No solo de recetas vive la cocina, también de conocimientos. Por eso, mi marido y yo hicimos de intrépidos corresponsales y fuimos a visitar una de las cuatro salinas que aún sobreviven al tiempo en la provincia de Cádiz, desde la época romana: la Salina de San Vicente, situada en la Carretera de la Carraca en San Fernando (Cádiz). La excusa fue que había que comprar sal, pues solo consumimos la de allí, presentada en sacos de 25 kilos, con el que surtimos a toda nuestra familia por un precio irrisorio y durante casi un año.

Ni que decir tiene que esta sal, al ser obtenida por el método tradicional tiene muchas más propiedades que la sal que se encuentra en el mercado, ya que además del cloruro sódico en su mayor pureza, contiene prácticamente la totalidad de los elementos presentes en la tabla periódica. En los procesos industriales de obtención de sal se pierden esos otros elementos tan necesarios, y que aportan un sabor que es infinitamente mejor. Allí se obtiene sal gorda (sobre todo para usos industriales y para limpieza de lavavajillas y lavadora), sal fina (que es nuestra sal gorda de siempre) y también una especial llamada Sal de hielo, que es la “pata negra de la sal”.

Solo comentaros que una de las actividades de una salina como ésta es la realización de “despesques”, o despesca tradicional del pescado criado en los esteros mediante red, que luego podrán degustarse cocinándolos de manera tradicional sobre ascuas de leña. Se trata de una actividad de ocio para visitantes.

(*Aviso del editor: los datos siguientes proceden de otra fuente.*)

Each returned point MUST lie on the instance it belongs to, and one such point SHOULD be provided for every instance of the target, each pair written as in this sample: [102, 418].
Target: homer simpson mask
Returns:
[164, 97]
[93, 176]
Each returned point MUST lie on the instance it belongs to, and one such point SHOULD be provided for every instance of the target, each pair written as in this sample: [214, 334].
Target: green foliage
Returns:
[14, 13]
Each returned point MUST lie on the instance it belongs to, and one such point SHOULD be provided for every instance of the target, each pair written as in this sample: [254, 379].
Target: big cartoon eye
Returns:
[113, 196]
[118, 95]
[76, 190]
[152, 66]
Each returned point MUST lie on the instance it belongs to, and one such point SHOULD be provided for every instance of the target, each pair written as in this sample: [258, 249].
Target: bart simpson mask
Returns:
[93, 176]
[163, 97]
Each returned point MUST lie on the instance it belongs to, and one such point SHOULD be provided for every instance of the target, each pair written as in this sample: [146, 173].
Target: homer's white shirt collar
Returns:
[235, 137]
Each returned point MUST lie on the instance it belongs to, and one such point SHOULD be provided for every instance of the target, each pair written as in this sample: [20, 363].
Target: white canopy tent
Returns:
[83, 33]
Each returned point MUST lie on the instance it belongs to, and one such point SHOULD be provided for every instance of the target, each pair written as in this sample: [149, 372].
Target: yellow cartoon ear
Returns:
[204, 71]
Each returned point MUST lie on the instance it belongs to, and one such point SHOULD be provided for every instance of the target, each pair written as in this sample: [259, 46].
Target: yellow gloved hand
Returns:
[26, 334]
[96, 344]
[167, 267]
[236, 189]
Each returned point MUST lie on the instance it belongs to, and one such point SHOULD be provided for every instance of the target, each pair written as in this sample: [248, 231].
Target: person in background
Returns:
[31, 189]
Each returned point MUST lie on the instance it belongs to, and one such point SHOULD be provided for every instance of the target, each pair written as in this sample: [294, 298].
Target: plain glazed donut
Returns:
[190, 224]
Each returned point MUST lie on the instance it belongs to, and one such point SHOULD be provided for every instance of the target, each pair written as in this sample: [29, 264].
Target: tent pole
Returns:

Espero que este tema os parezca interesante. Para mí visitar la salina es un placer, porque me permite respirar de otra manera, y disfrutar de un olor natural a marisma. Creo que una excursión para escolares es muy aconsejable puesto que pueden aprender procesos que perviven en el tiempo, como es la obtención de la sal, tan necesaria en nuestra alimentación.

Por último, agradecemos al personal de la salina su amabilidad en atendernos, mostrarnos sus instalaciones e informarnos de todas sus actividades. Gracias a ellos, nuestro blog ha adquirido un poco más de cultura.